Foi em 1986 que percebi que o exportador brasileiro era um idiota. Repentinamente na edição do Plano Cruzado, inventaram que era preciso parar de exportar para que se desse preferência ao mercado interno. Para combater a inflação, entre outras sandices, congelaram a taxa de câmbio por prazo indefinido. Aos exportadores ficou a mensagem: quem quiser continuar exportando com prejuízo que o faça. E os idiotas continuaram.

Em 1988, a Constituição previu imunidades tributárias sobre as exportações, como a do ICMS, do ISS, do IPI e das contribuições sociais (PIS, Cofins, CSSL, CPMF, etc.) e Cide, incidentes sobre as receitas decorrentes de exportação. E novamente os idiotas acreditaram para, logo em seguida, assistirem aos estados se negando a devolver os créditos de ICMS acumulados sobre a pauta de produtos primários e semimanufaturados exportados.

O mesmo fez o governo federal ao criar legislação que resultou no acúmulo de créditos de PIS/Cofins das empresas exportadoras. Enquanto continuamos insistindo em exportar tributos, a maioria dos países industrializados e muitos emergentes aplicam a completa desoneração tributária das exportações por meio de mecanismos permitidos pela OMC conhecidos como tax rebate ou reintegro.

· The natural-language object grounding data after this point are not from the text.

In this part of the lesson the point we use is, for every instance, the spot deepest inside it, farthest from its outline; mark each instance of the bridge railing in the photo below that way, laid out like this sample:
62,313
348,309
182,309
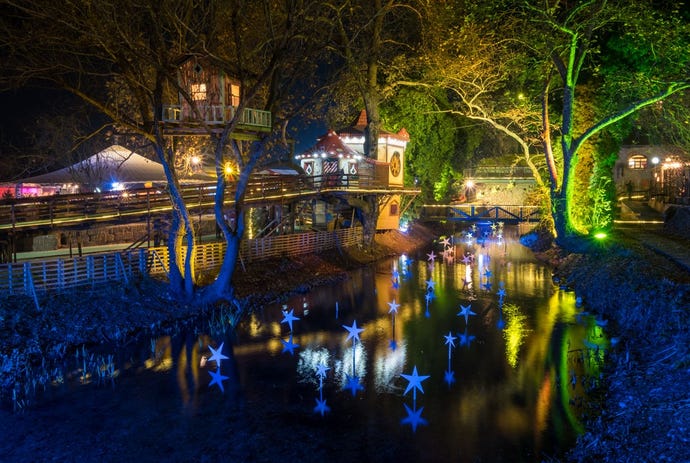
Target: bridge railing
50,211
476,212
58,274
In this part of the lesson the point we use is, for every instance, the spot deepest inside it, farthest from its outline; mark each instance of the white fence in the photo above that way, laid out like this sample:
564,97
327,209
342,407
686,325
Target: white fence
32,277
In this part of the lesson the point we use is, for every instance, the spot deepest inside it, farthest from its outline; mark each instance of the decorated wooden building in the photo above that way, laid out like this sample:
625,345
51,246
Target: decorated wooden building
338,159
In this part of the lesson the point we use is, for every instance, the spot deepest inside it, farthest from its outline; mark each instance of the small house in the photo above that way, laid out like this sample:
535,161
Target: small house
207,97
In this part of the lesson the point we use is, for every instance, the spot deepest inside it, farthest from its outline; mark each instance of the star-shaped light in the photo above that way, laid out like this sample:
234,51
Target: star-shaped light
449,377
289,346
217,378
353,331
288,317
414,418
353,384
321,370
217,355
321,407
466,311
415,382
393,307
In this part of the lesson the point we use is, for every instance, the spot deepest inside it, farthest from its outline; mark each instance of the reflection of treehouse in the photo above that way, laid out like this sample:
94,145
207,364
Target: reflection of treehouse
208,99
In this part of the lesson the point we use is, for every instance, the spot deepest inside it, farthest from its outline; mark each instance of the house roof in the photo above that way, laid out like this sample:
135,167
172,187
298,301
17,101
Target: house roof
331,145
359,125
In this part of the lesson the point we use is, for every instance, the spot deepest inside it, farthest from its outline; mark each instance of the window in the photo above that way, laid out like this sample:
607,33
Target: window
637,161
198,92
234,95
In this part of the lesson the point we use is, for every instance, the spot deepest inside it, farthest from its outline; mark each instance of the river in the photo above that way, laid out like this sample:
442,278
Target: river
466,352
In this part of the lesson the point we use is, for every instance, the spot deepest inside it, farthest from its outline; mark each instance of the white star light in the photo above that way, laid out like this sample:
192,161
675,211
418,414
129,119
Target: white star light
353,331
465,311
288,317
415,382
321,370
217,355
393,307
217,378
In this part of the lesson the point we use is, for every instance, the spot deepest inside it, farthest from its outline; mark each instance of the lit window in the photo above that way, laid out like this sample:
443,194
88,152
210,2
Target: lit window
637,161
234,94
198,92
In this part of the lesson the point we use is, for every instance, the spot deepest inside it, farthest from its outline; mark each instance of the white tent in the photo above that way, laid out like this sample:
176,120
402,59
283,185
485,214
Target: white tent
115,165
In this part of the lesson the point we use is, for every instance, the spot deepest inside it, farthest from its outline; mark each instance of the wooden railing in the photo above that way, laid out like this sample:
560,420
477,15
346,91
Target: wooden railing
54,211
32,277
472,212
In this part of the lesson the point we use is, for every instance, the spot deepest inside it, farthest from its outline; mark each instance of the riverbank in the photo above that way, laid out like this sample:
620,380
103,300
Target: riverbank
645,300
116,314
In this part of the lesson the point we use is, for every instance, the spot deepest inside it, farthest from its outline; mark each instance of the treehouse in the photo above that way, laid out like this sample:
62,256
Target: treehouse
208,98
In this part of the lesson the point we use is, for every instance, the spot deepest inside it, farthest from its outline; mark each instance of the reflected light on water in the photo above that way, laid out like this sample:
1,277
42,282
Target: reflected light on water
514,332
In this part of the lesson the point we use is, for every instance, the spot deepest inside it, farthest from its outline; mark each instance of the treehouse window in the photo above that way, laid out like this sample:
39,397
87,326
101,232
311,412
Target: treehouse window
234,94
637,162
198,92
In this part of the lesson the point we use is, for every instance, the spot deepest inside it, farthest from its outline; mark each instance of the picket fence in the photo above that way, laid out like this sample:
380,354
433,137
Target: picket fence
54,275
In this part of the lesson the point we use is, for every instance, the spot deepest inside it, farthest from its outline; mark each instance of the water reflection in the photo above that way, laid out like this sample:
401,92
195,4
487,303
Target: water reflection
509,383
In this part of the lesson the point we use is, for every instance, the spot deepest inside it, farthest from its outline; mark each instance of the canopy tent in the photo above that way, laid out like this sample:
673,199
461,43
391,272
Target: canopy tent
116,167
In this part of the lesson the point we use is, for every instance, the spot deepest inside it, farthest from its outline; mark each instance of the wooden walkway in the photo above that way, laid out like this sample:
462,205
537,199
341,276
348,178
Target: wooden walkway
47,212
478,213
58,274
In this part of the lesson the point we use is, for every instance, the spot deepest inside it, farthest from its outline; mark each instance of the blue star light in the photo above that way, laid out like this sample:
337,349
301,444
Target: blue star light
321,407
217,378
415,382
414,418
321,370
466,311
289,346
449,377
288,317
353,331
393,307
353,384
217,355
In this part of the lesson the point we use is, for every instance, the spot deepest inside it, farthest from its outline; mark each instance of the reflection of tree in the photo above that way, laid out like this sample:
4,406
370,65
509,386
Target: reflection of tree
514,332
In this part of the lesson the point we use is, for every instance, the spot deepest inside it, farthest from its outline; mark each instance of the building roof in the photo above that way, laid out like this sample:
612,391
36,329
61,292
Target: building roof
331,146
358,126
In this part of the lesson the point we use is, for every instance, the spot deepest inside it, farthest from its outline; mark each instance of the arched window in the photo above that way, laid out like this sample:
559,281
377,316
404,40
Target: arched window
637,161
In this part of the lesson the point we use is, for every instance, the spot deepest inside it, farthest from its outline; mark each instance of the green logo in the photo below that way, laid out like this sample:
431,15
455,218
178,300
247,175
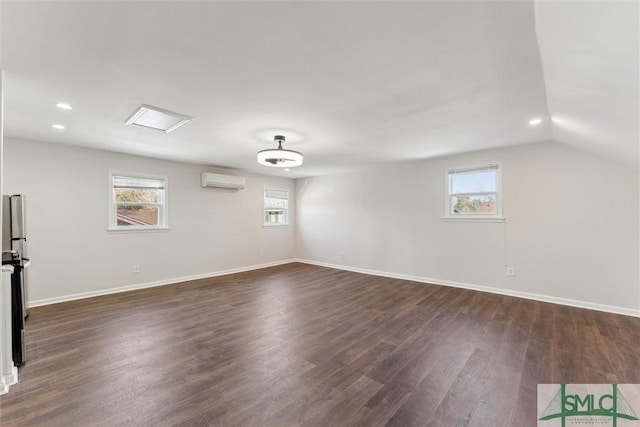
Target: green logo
608,406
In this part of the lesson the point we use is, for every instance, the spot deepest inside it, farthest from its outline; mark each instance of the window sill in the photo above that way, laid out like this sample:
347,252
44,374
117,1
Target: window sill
474,218
119,230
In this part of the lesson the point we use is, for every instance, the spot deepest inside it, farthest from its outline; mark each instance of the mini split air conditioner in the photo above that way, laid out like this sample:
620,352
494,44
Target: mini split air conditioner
222,181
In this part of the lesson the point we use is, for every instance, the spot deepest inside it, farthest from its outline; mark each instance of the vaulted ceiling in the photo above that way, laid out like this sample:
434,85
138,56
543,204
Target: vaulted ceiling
348,83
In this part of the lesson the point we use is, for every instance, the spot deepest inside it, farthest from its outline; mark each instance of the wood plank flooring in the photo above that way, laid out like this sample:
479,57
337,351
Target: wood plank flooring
305,345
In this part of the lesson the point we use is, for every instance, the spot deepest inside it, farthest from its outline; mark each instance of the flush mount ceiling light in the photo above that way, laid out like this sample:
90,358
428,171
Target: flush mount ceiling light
157,118
279,157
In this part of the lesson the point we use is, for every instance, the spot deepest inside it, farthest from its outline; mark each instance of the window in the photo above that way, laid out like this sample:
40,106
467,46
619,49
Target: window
474,193
276,207
137,202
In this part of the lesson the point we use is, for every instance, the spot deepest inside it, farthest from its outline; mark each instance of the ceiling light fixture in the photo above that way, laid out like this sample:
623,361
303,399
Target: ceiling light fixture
157,118
279,157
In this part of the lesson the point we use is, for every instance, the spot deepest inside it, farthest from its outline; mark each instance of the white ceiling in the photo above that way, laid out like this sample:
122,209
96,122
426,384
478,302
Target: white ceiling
348,83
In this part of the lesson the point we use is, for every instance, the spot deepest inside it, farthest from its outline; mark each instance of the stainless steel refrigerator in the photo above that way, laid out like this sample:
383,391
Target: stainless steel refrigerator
14,252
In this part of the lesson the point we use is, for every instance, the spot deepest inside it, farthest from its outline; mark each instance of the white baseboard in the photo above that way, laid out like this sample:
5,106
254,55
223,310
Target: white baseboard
90,294
537,297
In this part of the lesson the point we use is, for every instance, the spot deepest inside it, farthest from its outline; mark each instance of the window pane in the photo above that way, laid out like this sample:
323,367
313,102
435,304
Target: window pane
134,182
473,204
479,181
128,215
137,195
270,202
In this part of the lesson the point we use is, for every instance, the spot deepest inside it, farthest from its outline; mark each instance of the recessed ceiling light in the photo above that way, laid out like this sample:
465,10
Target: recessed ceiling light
157,118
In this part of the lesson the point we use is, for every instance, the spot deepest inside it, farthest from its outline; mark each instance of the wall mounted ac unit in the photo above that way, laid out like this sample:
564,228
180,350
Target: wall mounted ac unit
222,181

Pois bem, refiro-me agora ao rumoroso caso do Crédito Prêmio de IPI que, apesar do nome, nada tem a ver com prêmio ou com IPI, mas com o tal tax rebate, que reembolsa impostos indiretos não compensados na cadeia produtiva exportadora. Discute-se agora se o Congresso Nacional deveria ou não aprovar nova legislação por meio da MP 460, que poria fim ao litígio que os idiotas dos exportadores insistem em manter.

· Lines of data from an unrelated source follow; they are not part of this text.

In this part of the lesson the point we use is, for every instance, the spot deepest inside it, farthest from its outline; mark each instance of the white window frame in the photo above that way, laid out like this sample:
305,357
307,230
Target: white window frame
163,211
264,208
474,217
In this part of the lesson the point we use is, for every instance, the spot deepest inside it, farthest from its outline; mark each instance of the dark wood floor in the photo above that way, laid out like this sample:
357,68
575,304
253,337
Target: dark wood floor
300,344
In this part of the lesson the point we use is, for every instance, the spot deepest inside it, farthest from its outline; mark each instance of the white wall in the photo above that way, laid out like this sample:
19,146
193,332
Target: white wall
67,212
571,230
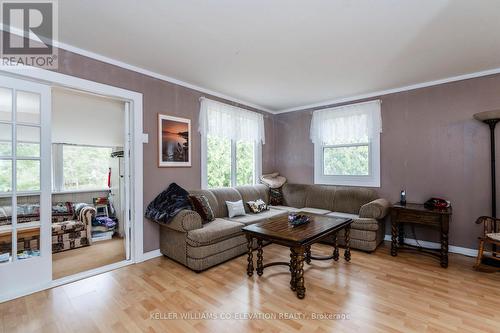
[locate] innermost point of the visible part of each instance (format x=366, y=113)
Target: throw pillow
x=276, y=196
x=257, y=206
x=201, y=205
x=235, y=208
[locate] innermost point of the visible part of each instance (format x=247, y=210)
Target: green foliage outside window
x=346, y=161
x=219, y=163
x=244, y=163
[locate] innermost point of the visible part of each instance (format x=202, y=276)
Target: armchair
x=491, y=236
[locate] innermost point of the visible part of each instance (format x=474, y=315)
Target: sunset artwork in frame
x=174, y=141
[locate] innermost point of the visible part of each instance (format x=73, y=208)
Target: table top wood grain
x=278, y=230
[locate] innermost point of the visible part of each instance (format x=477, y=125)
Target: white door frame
x=55, y=79
x=17, y=275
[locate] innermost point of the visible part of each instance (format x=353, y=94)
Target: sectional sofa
x=200, y=246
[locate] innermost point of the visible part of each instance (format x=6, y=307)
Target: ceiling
x=283, y=54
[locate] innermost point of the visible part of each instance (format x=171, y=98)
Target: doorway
x=26, y=245
x=89, y=197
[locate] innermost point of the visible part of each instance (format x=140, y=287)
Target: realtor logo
x=29, y=30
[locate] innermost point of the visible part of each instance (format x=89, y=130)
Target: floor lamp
x=491, y=118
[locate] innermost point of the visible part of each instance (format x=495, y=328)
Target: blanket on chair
x=167, y=204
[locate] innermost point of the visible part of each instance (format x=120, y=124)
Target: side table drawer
x=422, y=218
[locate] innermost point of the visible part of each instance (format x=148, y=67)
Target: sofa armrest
x=376, y=209
x=185, y=221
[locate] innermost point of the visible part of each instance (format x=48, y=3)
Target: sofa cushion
x=235, y=208
x=314, y=210
x=222, y=195
x=285, y=208
x=358, y=222
x=213, y=232
x=294, y=195
x=320, y=196
x=253, y=193
x=261, y=217
x=202, y=206
x=212, y=200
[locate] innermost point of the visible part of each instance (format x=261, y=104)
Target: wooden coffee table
x=299, y=240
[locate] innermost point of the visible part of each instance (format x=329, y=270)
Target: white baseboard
x=453, y=249
x=151, y=255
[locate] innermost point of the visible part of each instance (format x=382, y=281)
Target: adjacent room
x=249, y=166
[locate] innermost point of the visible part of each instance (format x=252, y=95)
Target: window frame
x=58, y=169
x=204, y=159
x=371, y=180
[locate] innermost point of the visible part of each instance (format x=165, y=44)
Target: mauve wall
x=430, y=145
x=158, y=97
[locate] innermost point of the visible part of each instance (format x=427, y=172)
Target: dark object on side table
x=438, y=219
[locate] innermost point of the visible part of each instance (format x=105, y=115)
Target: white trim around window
x=257, y=162
x=371, y=180
x=348, y=127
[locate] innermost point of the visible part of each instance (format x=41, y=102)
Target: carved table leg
x=301, y=290
x=479, y=254
x=308, y=254
x=444, y=241
x=347, y=253
x=401, y=234
x=260, y=258
x=335, y=248
x=394, y=233
x=293, y=268
x=250, y=255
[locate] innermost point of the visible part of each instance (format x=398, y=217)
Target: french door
x=25, y=187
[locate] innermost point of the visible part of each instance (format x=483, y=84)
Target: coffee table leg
x=250, y=255
x=335, y=248
x=347, y=253
x=301, y=290
x=260, y=258
x=293, y=267
x=308, y=254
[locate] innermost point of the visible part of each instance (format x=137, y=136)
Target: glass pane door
x=25, y=231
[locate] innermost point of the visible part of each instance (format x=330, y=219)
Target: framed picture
x=174, y=141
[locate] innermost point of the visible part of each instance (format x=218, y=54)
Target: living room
x=289, y=166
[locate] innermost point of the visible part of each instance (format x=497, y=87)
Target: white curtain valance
x=230, y=122
x=349, y=124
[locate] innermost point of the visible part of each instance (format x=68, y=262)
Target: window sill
x=82, y=191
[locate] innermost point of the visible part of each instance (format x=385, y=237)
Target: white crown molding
x=140, y=70
x=162, y=77
x=452, y=249
x=391, y=91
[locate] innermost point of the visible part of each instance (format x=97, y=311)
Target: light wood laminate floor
x=409, y=293
x=79, y=260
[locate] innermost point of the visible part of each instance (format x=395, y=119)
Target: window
x=79, y=168
x=231, y=145
x=347, y=145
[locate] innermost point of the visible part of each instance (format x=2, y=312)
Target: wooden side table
x=437, y=219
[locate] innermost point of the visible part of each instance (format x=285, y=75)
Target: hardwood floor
x=89, y=257
x=409, y=293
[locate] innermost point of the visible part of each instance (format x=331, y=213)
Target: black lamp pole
x=492, y=123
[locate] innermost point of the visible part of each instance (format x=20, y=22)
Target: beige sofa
x=186, y=240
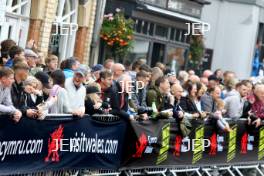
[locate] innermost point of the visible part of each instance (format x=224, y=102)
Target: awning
x=172, y=14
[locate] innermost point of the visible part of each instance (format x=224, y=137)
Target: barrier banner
x=32, y=145
x=160, y=144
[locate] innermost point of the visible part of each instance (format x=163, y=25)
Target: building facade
x=62, y=27
x=236, y=26
x=160, y=26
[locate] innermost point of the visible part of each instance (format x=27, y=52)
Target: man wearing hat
x=76, y=91
x=31, y=58
x=96, y=71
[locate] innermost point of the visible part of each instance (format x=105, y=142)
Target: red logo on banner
x=141, y=145
x=177, y=146
x=54, y=145
x=213, y=147
x=244, y=142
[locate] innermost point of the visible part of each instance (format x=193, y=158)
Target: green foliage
x=117, y=33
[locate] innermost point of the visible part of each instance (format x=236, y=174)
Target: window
x=161, y=31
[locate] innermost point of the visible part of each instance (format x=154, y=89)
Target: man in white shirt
x=235, y=102
x=76, y=91
x=6, y=105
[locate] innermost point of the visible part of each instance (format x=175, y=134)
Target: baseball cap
x=43, y=78
x=92, y=89
x=30, y=53
x=82, y=71
x=97, y=67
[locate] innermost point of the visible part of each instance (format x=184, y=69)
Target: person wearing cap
x=118, y=70
x=6, y=105
x=234, y=103
x=51, y=64
x=93, y=102
x=19, y=96
x=76, y=91
x=96, y=71
x=213, y=81
x=31, y=58
x=45, y=83
x=14, y=51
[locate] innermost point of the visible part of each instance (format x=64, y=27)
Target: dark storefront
x=160, y=26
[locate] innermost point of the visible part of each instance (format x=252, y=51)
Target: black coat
x=113, y=97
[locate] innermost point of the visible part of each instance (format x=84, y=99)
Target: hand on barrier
x=17, y=116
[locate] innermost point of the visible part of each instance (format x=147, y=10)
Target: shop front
x=160, y=28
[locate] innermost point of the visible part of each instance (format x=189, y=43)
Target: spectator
x=160, y=96
x=212, y=81
x=5, y=47
x=61, y=103
x=6, y=106
x=219, y=74
x=69, y=66
x=204, y=81
x=156, y=73
x=228, y=75
x=235, y=102
x=108, y=63
x=135, y=69
x=183, y=123
x=14, y=51
x=33, y=94
x=257, y=110
x=207, y=73
x=45, y=83
x=183, y=76
x=96, y=71
x=138, y=97
x=31, y=58
x=76, y=91
x=19, y=96
x=191, y=72
x=116, y=94
x=194, y=78
x=118, y=70
x=190, y=104
x=51, y=64
x=93, y=102
x=161, y=66
x=230, y=88
x=208, y=100
x=171, y=77
x=105, y=81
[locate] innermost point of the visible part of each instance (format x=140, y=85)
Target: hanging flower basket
x=117, y=33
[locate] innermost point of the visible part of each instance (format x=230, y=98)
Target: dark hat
x=92, y=89
x=30, y=53
x=43, y=78
x=82, y=71
x=213, y=78
x=97, y=67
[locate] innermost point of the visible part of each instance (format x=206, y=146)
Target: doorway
x=158, y=53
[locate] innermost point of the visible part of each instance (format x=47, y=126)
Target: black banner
x=32, y=145
x=160, y=144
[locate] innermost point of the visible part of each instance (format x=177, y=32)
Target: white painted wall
x=233, y=35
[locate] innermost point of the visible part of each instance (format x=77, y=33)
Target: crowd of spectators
x=33, y=87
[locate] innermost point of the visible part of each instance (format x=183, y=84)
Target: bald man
x=177, y=92
x=118, y=70
x=194, y=78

Os exportadores, por mais de 15 anos, ganharam cerca de 150 processos contra a Fazenda Nacional nos tribunais superiores e acreditaram na Justiça brasileira. Em 2007, em sessão especial do STJ, por 7 votos a 2, os exportadores ganharam de forma terminativa: o Crédito Prêmio não fora extinto em 1983 como alegava a Fazenda. Hoje o Supremo analisa se o Crédito Prêmio acabou em 1990 ou se continua válido.

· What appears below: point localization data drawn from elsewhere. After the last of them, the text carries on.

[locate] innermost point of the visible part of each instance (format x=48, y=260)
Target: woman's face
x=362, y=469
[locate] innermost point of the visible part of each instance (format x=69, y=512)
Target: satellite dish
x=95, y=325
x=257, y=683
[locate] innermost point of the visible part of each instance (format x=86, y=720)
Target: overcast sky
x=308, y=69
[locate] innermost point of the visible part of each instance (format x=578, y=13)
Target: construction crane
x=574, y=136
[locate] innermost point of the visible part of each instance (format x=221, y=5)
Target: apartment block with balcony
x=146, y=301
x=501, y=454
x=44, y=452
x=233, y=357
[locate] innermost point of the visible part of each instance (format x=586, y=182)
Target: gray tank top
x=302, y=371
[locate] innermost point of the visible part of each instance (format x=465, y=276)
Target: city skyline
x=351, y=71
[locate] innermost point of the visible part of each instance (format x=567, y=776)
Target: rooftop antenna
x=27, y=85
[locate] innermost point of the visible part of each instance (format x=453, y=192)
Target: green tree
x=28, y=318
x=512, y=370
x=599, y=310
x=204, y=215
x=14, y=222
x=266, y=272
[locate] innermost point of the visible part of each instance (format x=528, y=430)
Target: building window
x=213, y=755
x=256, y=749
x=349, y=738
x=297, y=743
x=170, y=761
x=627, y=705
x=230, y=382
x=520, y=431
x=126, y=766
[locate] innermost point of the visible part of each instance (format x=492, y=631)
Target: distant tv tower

Mas a Fazenda se recusa a aceitar a decisão e divulga que é vitoriosa nos tribunais. Diz que nunca negociou acordo, mas os idiotas dos exportadores estiveram nos últimos dois anos em mais de 30 reuniões, a convite daquele ministério, achando que era esse o tema que estava sendo tratado. Foram instruídos para que a solução surgisse por iniciativa do Congresso e assim o fizeram.

A emenda proposta é fruto do acordo que a Fazenda reluta em confirmar. Se fosse de lavra exclusiva dos exportadores, por que teria condições tão rigorosas, como prazo de vigência até 2002 em vez de 2009, ou a habilitação somente para empresas litigantes, ou ainda a compensação de créditos tributários a receber exclusivamente contra Dívida Ativa da União, devidamente constituída? A menos que os exportadores fossem declaradamente idiotas, por que teriam se autolimitado?

Sem apresentar nem um cálculo sequer, a Fazenda anunciou que a emenda representa ¿rombo¿ de R$ 288 bilhões. Como poderia ser, se os créditos a receber pelos exportadores não serão pagos à vista e só poderão ser compensados contra valores a pagar ao Fisco?

Pois bem, por unanimidade, situação e oposição aprovaram no Senado a emenda da senadora Lucia Vânia. E, para surpresa, a Fazenda diz que desconhecia o assunto apesar de ter inserido na mesma MP emendas de seu interesse. Cabe perguntar a esta altura quem é que manda neste país? Os governantes eleitos ou a burocracia instalada?

Com a palavra, os senhores deputados, a quem cabe agora decidir o destino dessa peleja tributária. Em breve teremos a resposta.